- Official portrait, 2024

High Commissioner of the Maldives to India
- Incumbent
- Assumed office 17 February 2025
- President: Mohamed Muizzu
- Succeeded by: Ibrahim Shaheeb

Ambassador of the Maldives to China
- In office 28 August 2019 – 8 September 2023
- President: Ibrahim Mohamed Solih
- Preceded by: Mohamed Faisal
- Succeeded by: Huda Ali Shareef (chargé d’affaires) Fazeel Najeeb

Personal details
- Born: 10 April 1969 (age 57) Malé, Maldives
- Children: 2

= Aishath Azeema =

Maldivian diplomat (born 1969)

Aishath Azeema (born 18 April 1969) is a Maldivian diplomat who is currently serving as the high commissioner of the Maldives to India and previously served as the Maldives' ambassador to China from 2019 to 2023.

==Career==

After completing the GCE Ordinary Level, Azeema subsequently joined the Ministry of Foreign Affairs as a public servant in 1988. She worked in various departments, primarily the Department of External Resources and the Foreign Relations Department, at one point serving as English secretary at the ministry. For five years, she served as a minister-counsellor and head of chancery at the Maldivian Embassy in India, a close partner nation to the Maldives.

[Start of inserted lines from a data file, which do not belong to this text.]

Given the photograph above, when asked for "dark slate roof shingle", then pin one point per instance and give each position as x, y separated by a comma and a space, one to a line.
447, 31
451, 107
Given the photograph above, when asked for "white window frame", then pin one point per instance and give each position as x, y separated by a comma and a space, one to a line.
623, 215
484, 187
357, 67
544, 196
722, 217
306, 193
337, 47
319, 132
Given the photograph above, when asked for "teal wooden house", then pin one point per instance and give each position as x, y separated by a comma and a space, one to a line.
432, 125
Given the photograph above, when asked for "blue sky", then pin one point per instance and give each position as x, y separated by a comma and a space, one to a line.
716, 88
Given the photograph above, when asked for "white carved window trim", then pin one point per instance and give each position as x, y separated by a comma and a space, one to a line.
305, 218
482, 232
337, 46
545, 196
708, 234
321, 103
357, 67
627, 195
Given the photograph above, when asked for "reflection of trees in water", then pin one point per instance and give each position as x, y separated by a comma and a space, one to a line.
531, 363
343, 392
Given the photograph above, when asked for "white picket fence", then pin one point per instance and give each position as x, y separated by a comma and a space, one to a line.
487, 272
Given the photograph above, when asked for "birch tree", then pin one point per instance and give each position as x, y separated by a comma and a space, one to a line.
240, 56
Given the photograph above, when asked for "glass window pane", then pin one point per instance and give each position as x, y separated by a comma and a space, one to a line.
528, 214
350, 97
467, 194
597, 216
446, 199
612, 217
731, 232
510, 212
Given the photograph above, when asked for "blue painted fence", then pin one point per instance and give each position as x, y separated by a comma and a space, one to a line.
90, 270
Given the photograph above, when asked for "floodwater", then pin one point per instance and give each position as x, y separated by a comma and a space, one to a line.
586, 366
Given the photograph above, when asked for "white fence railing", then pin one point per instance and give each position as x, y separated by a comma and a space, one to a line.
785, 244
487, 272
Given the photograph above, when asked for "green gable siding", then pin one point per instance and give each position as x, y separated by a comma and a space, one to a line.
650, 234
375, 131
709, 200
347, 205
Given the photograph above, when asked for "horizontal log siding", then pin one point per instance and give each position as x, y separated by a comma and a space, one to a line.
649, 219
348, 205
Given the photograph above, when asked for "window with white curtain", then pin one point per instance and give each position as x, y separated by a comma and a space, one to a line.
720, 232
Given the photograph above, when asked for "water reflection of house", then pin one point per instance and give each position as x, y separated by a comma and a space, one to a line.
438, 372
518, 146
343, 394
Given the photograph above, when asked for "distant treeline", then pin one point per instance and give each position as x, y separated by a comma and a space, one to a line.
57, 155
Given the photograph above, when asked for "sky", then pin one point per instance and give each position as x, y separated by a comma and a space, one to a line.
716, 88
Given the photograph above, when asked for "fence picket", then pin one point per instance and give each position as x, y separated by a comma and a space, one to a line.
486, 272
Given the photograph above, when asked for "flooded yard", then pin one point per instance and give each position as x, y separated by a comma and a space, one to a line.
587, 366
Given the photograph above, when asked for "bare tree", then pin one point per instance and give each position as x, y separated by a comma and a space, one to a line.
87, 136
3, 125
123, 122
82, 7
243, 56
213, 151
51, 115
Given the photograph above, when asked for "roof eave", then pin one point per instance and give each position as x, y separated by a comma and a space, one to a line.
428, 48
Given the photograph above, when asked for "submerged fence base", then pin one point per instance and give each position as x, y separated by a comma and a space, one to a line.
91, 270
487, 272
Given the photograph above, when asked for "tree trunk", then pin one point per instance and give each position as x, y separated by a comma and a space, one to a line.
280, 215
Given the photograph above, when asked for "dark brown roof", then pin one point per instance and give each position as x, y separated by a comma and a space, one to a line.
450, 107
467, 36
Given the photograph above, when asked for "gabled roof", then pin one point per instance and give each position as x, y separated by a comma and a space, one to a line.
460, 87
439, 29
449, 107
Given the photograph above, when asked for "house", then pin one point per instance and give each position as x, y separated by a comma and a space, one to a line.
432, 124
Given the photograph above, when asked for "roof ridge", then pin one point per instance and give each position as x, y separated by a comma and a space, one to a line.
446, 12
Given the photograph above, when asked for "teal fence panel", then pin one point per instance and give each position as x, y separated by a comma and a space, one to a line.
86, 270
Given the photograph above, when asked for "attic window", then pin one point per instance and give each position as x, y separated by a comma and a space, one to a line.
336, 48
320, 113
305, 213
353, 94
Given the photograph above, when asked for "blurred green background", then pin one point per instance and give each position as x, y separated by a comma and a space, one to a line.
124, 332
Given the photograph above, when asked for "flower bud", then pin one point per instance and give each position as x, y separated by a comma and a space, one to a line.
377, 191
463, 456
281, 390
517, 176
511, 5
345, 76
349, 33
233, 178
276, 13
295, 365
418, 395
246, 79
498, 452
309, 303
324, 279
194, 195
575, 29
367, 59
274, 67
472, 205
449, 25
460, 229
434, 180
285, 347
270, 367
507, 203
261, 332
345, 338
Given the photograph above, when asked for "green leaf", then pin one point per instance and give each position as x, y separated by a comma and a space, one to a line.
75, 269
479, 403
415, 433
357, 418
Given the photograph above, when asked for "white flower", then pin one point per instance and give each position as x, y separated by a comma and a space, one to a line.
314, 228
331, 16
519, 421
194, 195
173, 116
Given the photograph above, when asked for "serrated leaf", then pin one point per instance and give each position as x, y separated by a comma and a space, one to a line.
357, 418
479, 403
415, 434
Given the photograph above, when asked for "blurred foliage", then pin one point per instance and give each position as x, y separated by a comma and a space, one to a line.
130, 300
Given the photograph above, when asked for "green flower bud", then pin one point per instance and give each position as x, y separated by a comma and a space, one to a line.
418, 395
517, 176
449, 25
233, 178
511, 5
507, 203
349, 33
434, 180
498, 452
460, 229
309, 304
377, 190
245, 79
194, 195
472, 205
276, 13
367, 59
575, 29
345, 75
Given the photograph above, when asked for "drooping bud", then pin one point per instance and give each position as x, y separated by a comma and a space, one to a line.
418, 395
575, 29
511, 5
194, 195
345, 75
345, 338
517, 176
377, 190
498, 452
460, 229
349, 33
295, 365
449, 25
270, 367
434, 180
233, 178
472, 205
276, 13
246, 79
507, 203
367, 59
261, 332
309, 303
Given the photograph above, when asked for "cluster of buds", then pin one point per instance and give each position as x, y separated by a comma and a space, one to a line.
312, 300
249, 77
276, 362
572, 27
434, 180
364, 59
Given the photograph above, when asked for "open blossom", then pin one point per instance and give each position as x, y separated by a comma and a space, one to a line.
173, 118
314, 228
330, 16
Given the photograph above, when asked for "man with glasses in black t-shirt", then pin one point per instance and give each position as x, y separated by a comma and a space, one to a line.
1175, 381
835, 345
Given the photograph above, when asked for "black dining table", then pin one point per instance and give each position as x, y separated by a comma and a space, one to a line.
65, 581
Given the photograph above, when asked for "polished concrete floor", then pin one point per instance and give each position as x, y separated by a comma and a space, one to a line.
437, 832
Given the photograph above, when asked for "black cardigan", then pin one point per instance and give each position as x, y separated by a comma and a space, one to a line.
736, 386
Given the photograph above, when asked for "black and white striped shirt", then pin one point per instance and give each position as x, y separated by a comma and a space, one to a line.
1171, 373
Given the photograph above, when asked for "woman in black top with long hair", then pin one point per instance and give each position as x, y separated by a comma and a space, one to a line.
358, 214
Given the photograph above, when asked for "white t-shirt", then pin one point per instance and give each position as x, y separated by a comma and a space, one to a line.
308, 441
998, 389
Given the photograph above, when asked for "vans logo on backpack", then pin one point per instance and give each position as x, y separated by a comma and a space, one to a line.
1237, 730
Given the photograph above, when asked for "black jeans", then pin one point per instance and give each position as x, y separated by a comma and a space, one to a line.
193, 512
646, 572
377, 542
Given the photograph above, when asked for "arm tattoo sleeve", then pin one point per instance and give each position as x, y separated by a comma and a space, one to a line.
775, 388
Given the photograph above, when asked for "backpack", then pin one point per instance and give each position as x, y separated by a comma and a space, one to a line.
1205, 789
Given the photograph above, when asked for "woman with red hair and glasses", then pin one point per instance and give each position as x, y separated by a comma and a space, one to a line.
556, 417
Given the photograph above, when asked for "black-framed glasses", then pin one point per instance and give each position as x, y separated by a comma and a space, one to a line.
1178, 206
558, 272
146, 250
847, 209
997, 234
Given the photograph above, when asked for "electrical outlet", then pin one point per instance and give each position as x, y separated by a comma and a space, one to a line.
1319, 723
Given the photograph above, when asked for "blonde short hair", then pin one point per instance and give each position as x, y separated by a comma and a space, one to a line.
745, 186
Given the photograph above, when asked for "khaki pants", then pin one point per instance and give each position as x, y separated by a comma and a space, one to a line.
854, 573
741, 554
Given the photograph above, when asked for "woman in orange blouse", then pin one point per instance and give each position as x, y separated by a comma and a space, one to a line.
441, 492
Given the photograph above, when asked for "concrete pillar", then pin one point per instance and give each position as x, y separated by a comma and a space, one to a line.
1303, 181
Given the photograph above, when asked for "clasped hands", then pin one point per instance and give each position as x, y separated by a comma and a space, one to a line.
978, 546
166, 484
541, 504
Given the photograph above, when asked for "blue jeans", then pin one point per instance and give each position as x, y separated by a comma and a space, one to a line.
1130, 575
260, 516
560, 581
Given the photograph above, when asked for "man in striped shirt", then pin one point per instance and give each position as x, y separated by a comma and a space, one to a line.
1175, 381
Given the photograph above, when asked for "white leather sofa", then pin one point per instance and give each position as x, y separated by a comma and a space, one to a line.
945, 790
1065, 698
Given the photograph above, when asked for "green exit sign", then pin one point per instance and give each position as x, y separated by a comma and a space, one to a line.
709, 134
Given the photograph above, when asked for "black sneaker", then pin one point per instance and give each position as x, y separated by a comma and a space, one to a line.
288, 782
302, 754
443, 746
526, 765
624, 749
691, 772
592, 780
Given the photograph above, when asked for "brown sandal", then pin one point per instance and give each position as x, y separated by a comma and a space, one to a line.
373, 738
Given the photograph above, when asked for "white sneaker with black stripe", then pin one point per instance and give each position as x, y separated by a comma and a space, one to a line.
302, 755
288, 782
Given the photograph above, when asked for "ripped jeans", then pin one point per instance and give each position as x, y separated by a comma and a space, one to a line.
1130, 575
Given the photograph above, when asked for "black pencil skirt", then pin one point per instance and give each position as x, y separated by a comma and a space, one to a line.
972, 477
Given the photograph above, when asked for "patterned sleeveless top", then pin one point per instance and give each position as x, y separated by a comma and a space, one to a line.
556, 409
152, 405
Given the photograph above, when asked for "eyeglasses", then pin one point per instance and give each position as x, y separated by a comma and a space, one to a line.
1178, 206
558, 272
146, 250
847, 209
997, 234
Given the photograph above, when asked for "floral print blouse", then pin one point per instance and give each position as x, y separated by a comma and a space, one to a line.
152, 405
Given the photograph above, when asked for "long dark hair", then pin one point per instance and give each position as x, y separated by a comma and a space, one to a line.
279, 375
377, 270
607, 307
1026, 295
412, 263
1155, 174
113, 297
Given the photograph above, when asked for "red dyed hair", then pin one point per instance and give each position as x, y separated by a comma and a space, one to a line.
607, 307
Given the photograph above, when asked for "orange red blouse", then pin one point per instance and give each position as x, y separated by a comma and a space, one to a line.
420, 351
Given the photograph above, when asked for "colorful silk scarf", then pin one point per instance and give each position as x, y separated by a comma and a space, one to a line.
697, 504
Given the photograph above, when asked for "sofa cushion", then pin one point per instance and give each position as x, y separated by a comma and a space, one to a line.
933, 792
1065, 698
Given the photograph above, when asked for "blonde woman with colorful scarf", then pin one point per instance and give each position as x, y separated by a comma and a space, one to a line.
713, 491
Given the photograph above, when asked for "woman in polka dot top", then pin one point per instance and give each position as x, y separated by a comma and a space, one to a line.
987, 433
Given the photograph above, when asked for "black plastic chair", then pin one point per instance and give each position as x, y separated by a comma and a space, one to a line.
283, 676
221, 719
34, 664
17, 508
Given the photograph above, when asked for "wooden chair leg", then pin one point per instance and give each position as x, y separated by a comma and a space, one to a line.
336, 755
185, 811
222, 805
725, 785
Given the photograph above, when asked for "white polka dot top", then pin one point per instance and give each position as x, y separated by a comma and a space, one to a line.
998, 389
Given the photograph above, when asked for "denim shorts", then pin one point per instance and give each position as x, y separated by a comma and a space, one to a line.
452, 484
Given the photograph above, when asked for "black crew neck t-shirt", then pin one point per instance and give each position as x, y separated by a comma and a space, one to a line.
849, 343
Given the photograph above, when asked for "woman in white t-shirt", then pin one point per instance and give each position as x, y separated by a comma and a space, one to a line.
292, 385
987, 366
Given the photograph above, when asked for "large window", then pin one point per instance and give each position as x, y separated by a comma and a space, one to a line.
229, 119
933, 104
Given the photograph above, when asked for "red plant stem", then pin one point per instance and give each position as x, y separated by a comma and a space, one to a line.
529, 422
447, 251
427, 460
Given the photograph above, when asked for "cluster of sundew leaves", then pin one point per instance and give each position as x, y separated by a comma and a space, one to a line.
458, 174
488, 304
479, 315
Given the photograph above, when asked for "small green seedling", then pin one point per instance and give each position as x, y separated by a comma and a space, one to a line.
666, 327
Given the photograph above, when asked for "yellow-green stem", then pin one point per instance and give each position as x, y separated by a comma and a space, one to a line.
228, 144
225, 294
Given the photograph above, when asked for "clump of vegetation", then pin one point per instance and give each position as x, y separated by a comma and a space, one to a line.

Having returned to serve as joint secretary in charge of the China and Japan Divisions in 2014, Azeema helped negotiate the Maldives' first bilateral free trade agreement, with China, which beginning with the presidency of Abdulla Yameen has become a major influence in the country. Then, after a stint as Chargé d'affaires or deputy secretary at the Maldivian Embassy in the United Kingdom, she was appointed ambassador to China in 2019. During her tenure, Azeema worked to build "enduring friendly ties" with Beijing. In the early stages of the COVID-19 pandemic, she oversaw government support to Maldivians in China. She completed her service as ambassador to China in September 2023.

In October 2024, President Mohamed Muizzu nominated Azeema to replace Ibrahim Shaheeb as high commissioner of the Maldives to India to the People's Majlis. The Foreign Relations Committee of the People's Majlis later unanimously approved Azeema as high commissioner. She was later appointed on 30 October 2024. Azeema later presented her letter of credence to Indian president Droupadi Murmu on 17 February 2025.